Shaun Teale

Personal information
- Full name: Shaun Teale
- Date of birth: 10 March 1964 (age 62)
- Place of birth: Southport, England
- Position: Defender

Senior career*
- Years: Team / Apps / (Gls)
- 1983–1988: Southport / 112 / (6)
- 1988–1989: Weymouth / 100 / (4)
- 1989–1991: AFC Bournemouth / 62 / (0)
- 1991–1995: Aston Villa / 147 / (2)
- 1995–1998: Tranmere Rovers / 54 / (0)
- 1997: → Preston North End (loan) / 5 / (0)
- 1997–1998: → Happy Valley (loan) / 25 / (3)
- 1998–2000: Motherwell / 47 / (4)
- 2000: Carlisle United / 18 / (0)
- 2000–2002: Southport / 68 / (5)
- 2002–2003: Burscough / 12 / (0)
- 2003–2004: Northwich Victoria / 6 / (1)
- Total:  / 445+ / (16+)

Managerial career
- 2002–2003: Burscough
- 2003–2004: Northwich Victoria
- 2005–2006: Chorley

= Shaun Teale =

English footballer & manager

Shaun Teale (born 10 March 1964) is an English football manager and former professional footballer.

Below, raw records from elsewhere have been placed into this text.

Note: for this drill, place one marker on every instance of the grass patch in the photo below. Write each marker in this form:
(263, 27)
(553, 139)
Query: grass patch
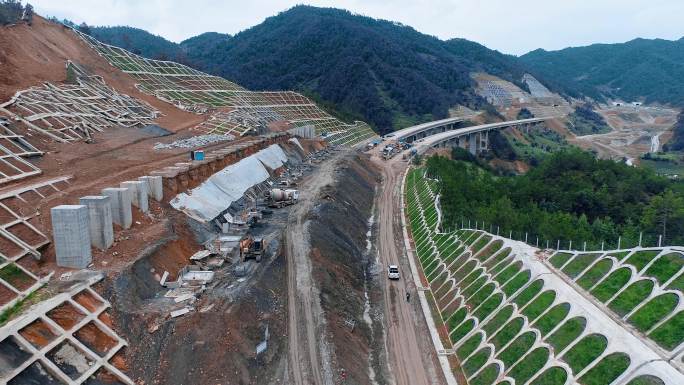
(481, 295)
(528, 293)
(474, 287)
(516, 283)
(677, 283)
(539, 305)
(23, 304)
(578, 264)
(655, 310)
(641, 258)
(481, 243)
(508, 272)
(646, 380)
(585, 351)
(488, 306)
(615, 281)
(670, 334)
(607, 370)
(552, 376)
(508, 332)
(666, 267)
(593, 275)
(559, 259)
(487, 376)
(498, 320)
(462, 330)
(455, 319)
(517, 348)
(552, 318)
(490, 250)
(469, 346)
(498, 258)
(501, 266)
(567, 333)
(476, 361)
(463, 271)
(529, 366)
(631, 297)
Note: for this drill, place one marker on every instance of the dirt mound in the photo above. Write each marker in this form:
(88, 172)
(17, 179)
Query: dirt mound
(33, 54)
(341, 267)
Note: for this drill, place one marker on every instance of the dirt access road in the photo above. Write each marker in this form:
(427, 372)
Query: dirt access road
(412, 356)
(309, 359)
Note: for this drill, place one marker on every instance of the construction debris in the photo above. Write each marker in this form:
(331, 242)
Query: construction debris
(195, 141)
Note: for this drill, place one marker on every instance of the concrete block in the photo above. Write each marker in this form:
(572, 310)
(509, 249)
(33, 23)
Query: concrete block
(120, 201)
(154, 186)
(140, 195)
(100, 219)
(71, 232)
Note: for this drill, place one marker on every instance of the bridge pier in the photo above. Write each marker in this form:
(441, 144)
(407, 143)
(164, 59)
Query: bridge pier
(472, 143)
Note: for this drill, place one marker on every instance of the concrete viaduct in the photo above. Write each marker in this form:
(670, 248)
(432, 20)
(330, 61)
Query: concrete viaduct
(442, 133)
(414, 133)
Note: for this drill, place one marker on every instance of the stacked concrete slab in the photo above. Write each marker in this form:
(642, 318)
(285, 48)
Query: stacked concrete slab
(71, 232)
(139, 194)
(155, 187)
(120, 201)
(100, 217)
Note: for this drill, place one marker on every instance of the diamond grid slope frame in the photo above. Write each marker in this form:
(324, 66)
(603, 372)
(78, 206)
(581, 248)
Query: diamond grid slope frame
(234, 110)
(20, 239)
(490, 313)
(71, 112)
(67, 336)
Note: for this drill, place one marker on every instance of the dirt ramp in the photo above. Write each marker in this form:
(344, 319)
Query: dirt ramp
(341, 264)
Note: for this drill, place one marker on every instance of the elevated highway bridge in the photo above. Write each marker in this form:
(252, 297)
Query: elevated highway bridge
(442, 134)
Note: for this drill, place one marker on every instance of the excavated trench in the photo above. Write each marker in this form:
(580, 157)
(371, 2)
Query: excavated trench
(216, 342)
(346, 274)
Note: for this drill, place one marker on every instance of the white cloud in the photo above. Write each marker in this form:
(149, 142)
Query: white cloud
(509, 26)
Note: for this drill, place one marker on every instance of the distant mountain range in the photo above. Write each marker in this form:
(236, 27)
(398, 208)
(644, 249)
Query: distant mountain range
(641, 69)
(391, 76)
(382, 72)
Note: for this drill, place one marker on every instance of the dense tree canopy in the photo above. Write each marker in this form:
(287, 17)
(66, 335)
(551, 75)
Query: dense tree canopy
(639, 69)
(379, 71)
(570, 195)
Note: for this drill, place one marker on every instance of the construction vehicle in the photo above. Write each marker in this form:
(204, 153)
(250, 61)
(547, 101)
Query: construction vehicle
(278, 198)
(252, 247)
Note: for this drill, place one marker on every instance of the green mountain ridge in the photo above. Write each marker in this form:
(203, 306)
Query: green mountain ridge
(379, 71)
(651, 70)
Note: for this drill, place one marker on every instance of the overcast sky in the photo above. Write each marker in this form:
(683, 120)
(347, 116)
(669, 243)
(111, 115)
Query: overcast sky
(513, 27)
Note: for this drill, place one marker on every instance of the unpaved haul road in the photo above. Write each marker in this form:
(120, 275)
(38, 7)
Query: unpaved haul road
(411, 353)
(309, 361)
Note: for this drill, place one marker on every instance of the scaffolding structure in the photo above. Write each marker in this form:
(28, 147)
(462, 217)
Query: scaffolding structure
(240, 111)
(73, 112)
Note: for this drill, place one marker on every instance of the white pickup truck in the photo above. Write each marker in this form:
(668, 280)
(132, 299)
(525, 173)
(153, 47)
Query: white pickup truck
(393, 272)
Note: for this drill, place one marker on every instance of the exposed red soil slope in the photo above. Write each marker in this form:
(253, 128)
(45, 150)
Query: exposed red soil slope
(32, 55)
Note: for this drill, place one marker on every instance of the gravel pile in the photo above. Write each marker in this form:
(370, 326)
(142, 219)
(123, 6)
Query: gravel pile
(193, 142)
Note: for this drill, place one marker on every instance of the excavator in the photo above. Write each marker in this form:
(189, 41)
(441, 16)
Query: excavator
(252, 247)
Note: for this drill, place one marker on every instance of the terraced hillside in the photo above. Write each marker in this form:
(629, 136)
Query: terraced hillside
(234, 110)
(518, 315)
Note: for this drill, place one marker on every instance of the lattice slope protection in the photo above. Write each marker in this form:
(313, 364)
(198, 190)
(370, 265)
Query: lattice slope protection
(67, 339)
(72, 112)
(234, 110)
(515, 316)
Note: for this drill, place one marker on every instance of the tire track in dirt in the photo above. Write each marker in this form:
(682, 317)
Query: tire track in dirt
(411, 361)
(309, 360)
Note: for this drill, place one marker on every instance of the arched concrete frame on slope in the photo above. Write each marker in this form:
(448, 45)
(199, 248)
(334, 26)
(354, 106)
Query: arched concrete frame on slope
(636, 275)
(477, 137)
(642, 360)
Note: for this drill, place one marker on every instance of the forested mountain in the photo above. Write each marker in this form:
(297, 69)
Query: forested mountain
(380, 71)
(652, 70)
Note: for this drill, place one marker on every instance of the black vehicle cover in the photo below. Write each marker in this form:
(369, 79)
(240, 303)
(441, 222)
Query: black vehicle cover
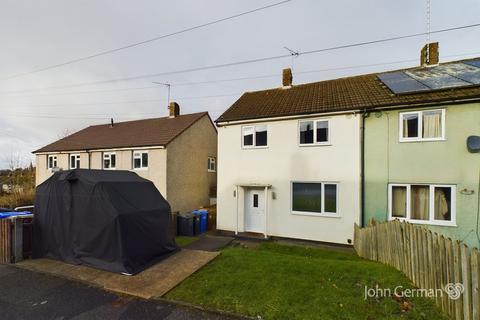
(112, 220)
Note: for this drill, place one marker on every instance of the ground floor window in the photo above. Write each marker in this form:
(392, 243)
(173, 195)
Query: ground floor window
(109, 160)
(51, 162)
(422, 203)
(74, 161)
(319, 198)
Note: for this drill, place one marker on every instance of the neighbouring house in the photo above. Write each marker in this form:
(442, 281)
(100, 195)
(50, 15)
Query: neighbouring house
(289, 162)
(417, 164)
(308, 161)
(177, 153)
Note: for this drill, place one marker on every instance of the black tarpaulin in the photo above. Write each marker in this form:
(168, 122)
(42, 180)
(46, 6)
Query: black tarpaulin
(112, 220)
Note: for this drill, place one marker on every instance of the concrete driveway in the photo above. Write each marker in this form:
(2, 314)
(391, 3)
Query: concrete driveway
(29, 295)
(153, 282)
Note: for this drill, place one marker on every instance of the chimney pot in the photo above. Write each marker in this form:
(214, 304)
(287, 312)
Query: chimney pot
(174, 110)
(430, 57)
(287, 77)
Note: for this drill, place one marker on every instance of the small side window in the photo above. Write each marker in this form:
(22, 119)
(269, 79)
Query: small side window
(426, 125)
(74, 161)
(109, 160)
(255, 136)
(312, 132)
(140, 160)
(211, 164)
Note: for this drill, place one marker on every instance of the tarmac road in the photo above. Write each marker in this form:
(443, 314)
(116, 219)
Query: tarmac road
(30, 295)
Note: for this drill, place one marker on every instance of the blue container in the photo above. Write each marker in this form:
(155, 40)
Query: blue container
(4, 215)
(203, 214)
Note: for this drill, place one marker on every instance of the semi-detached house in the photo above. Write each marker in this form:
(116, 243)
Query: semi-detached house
(308, 161)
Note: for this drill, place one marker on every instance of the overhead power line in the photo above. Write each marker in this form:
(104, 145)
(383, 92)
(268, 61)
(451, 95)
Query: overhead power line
(21, 95)
(93, 104)
(262, 59)
(136, 44)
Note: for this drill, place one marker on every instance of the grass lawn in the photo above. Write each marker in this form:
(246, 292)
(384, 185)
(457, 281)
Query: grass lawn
(182, 241)
(286, 282)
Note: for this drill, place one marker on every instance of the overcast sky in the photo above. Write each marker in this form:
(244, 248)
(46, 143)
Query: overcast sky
(36, 34)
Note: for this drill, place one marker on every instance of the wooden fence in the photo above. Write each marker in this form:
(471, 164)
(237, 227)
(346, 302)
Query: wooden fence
(430, 260)
(5, 240)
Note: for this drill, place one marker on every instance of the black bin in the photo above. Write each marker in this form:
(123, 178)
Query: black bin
(186, 225)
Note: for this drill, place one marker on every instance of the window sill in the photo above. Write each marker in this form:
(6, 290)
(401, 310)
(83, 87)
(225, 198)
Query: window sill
(430, 223)
(315, 144)
(313, 214)
(254, 147)
(422, 140)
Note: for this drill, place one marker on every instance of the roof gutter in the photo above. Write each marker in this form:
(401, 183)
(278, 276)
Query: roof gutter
(350, 111)
(99, 150)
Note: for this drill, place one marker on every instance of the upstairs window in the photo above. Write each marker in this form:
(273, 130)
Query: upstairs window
(254, 136)
(109, 160)
(140, 160)
(422, 203)
(212, 165)
(427, 125)
(74, 161)
(314, 132)
(51, 162)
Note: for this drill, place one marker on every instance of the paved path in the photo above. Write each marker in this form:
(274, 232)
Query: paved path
(29, 295)
(150, 283)
(209, 243)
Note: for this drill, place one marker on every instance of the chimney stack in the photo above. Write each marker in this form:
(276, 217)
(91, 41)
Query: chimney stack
(287, 78)
(174, 110)
(429, 55)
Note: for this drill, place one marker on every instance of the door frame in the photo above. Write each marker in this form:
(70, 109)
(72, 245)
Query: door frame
(243, 188)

He played as a defender from 1983 until 2004 and was notably part of the League Cup winning team of Aston Villa in 1994.He also played in the Football League for AFC Bournemouth, Tranmere Rovers, Preston North End and Carlisle United, the Scottish Premier League for Motherwell. As well as having a spell in Hong Kong with Sing Tao he has played at a Non-league level for Weymouth, Southport, Burscough and Northwich Victoria before moving into management with the two latter clubs, as well as having a spell in charge of Chorley.

==Playing career==
He was a central defender who joined AFC Bournemouth from non-league Weymouth for £50,000 in 1989. He spent three seasons at Bournemouth before moving to Aston Villa in July 1991. He helped them finish runners-up in the Premier League in 1993 and win the Football League Cup a year later, before losing his place in the first team to Ugo Ehiogu.

He moved from Villa to join Tranmere Rovers for £500,000 in the summer of 1995. He made his Tranmere debut on 12 August 1995 against Wolves and played in 29 league games for Tranmere in his first season with them. Whilst with Rovers he had loan spells with Preston North End and Sing Tao SC, before signing for Motherwell in August 1998.

Teale moved from Motherwell to Carlisle United on a free transfer in February 2000, playing 20 games for the Cumbrian club. He then went on to join Southport, playing for them until the age of 40, before moving into non-league coaching and management.

==Managerial career==
Teale was appointed manager of Burscough, a team in the Northern Premier League Premier Division. Whilst he was there, the side won the 2003 FA Trophy, in the final of which he played.

Teale left Burscough six weeks after the Trophy win, and has since managed Northwich Victoria, a Football Conference team in the 2003/04 season. Teale left Northwich at the end of the 2003/04 season.

Between February 2005 and August 2006, Teale managed Northern Premier League First Division side Chorley, before leaving to run his pub and restaurant business in Burscough.

It was announced on 8 March 2013 he applied for Management of AFC Telford United with Peter Withe.

==Personal life==
The author, Lee Child, a fan of Aston Villa, in his first Jack Reacher novel, Killing Floor (1991), named the character, Grover Teale, Mayor of the fictional Margrave, as a hidden reference to Shaun.

Between 2008 and 2009, Teale was the owner of the Farmer's Arms pub in Burscough. On 3 September 2010, it was announced that Teale had come out of retirement to sign for Southport and District Sunday League Premier Division side The Herald.

In 2023 his autobiography 'Here, There & Everywhere' was published. Written with Rob Carless, this covered his career in football as both a player and a coach.